With Teams or Skype, try reducing the size of the software window, and moving it about on screen to get the right position.
This only works if your webcam is positioned as part of or is right beside the screen. If you have an external webcam which is free standing and/or more than an inch from the edge of your screen, you need a different approach.
For some or us, it’s not other people’s video feeds that we make eye contact with but our own. Whether it’s ego, a desire to make sure we’re presenting well, or just the fact that yours may be the only visible feed on screen, it doesn’t matter – if you can move that video feed to align with your webcam, do it. It might feel a little weird to be effectively presenting to yourself, but if you’ve done any practising of presentations in the mirror, you may find this more comfortable than you might expect.
Post it notes are your friend!
Post it notes are a wonderful invention and are especially useful if you have to present on video while using a front facing phone camera.

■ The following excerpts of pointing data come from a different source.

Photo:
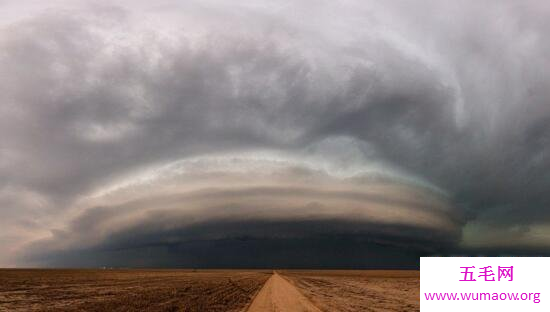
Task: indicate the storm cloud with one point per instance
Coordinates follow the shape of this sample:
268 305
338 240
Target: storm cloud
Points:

Ideally if we ever have to use video on a smart phone, it’s best to use the camera on the reverse side – they tend to be higher resolution and therefore better quality. But if you’re working alone it can be hard to get the position the phone right – if you can’t see what the camera sees when you’re aligning it, you might end up with a off-centre video feed or one where the top of your head is cut off. If you have someone who can help position the phone’s reverse facing camera to make sure you’re in shot, great, but if not you may end up having to use the front facing camera.
But when you’re using the front facing camera, you can generally see yourself on the main screen, and as we’re all drawn on eyes on screen, it’s easy to end up making eye contact with yourself and not your audience (via the webcam).
So this is where post it notes come in – place a nice big one over the screen of the phone, so the picture is obscured but not the camera. Like this:
You can even draw an arrow on the post it note to draw your eye to where the (tiny almost invisible) front facing camera is. Like this:
On your laptop, you can also use the arrow on a post it note trick to direct your eyes to the webcam – here’s what the top of my laptop looks like currently:
It’s a low tech solution, but it works.
Blu-tak a Lego figurine (or other small doll with eyes) beside your webcam
Humans aren’t just drawn to eye contact with other humans – we also make it with animals, cartoons, toys – almost anything with one or two eyes. (More is harder, and while you can try and make eye contact with a spider but I can’t quite imagine how it would benefit you). This means that if the arrow on a post it note isn’t working for you, you can use something else as a proxy for your audience.
A former colleague of mine recommended Lego figures for this and I always thought this was an excellent idea. A little Lego person is small enough to not be a major distraction, but has a recognisable face (and two painted on eyes) so if you position your figurine correctly, it’s easy to use as a focus point.
It’s also a great excuse to use Lego’s online Pick-a-brick functionality to create the perfect Lego person, but keep in mind the Lego website can be a dangerous distraction during the work day. It’s a slippery slope from mini-figures to more – use with caution.